Learn about money. About how some people have it and some people don’t. How you came here with none. How the only way to have money is to save it or invest it in a sure thing. How nothing is a sure thing. How money is handed down in this country to those lucky enough to be on the list. How you must marry rich or be a lawyer or you’ll stay poor. How that one old woman died in her apartment and had no living relatives, so she split her life savings amongst her neighbors who would sometimes buy her groceries. How Papa cleaned out the dead woman’s apartment and discovered her will. How he stared at it long and hard, hoping his name was on the list.

Help your parents keep their job. Go with them to the Hanukah party at the country club the owners of the building frequent. Wear your nicest sale rack dress. Smile at the grownups and tell them how much you love your teachers, how you want to be a writer like your grandfather. Don’t mention the bullying. They call you a Russian spy. Do mention your obsession with Urban Outfitters and Emily Dickinson. Find out the girl at the table also likes these things. Translate all of this to your parents in Russian, who have been stumbling over their words between bites of slimy gefilte fish. Look around at all the money. Begin to realize you are somebody’s mitzvah, somebody’s good deed.

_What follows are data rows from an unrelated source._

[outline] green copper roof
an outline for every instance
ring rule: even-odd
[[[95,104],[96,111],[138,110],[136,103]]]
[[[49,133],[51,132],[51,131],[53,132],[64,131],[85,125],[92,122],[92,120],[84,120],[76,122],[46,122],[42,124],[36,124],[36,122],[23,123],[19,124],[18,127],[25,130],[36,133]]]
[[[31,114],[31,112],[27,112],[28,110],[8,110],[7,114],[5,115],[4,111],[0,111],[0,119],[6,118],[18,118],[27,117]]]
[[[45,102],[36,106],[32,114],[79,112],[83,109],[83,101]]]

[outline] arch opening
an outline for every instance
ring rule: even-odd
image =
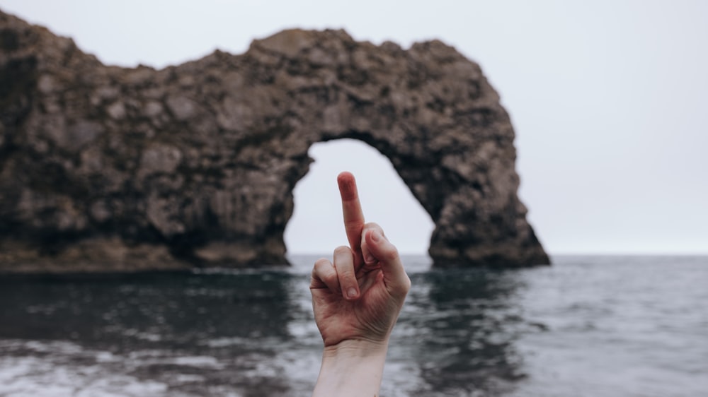
[[[428,258],[435,224],[387,158],[350,138],[315,143],[309,155],[314,162],[293,190],[295,208],[285,227],[289,255],[331,256],[348,245],[336,177],[350,171],[366,221],[380,225],[401,255]]]

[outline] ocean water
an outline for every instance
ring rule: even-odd
[[[292,268],[0,278],[0,396],[309,396],[321,341]],[[708,396],[708,257],[555,256],[435,270],[382,396]]]

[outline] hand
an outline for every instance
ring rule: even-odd
[[[398,251],[375,223],[364,223],[356,182],[337,178],[349,247],[312,269],[310,291],[324,340],[313,396],[378,396],[389,336],[411,289]]]
[[[356,182],[337,178],[350,247],[334,251],[333,263],[319,259],[310,290],[326,350],[343,343],[385,345],[411,288],[396,247],[375,223],[364,223]]]

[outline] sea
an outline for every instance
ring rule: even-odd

Think about how strange it is to live so close to people you don’t know. Think about how strange it is to share walls with people

outside your family. People that can hear you cough or sneeze or snore or yell or fuck. Think about how strange buildings are. How on the surface they seem so dull and utilitarian like one of those old jewelry boxes, but on the inside, they are filled with the music of our lives.

Grow sick of being the manager’s daughter. So responsible and kind. You are now ready for anonymity. Understand that you are now ready to secure a future outside the open music box you’ve spun around in for far too long. Because before you figure out what exactly you are meant to do with your life, you must get out of the building that raised you.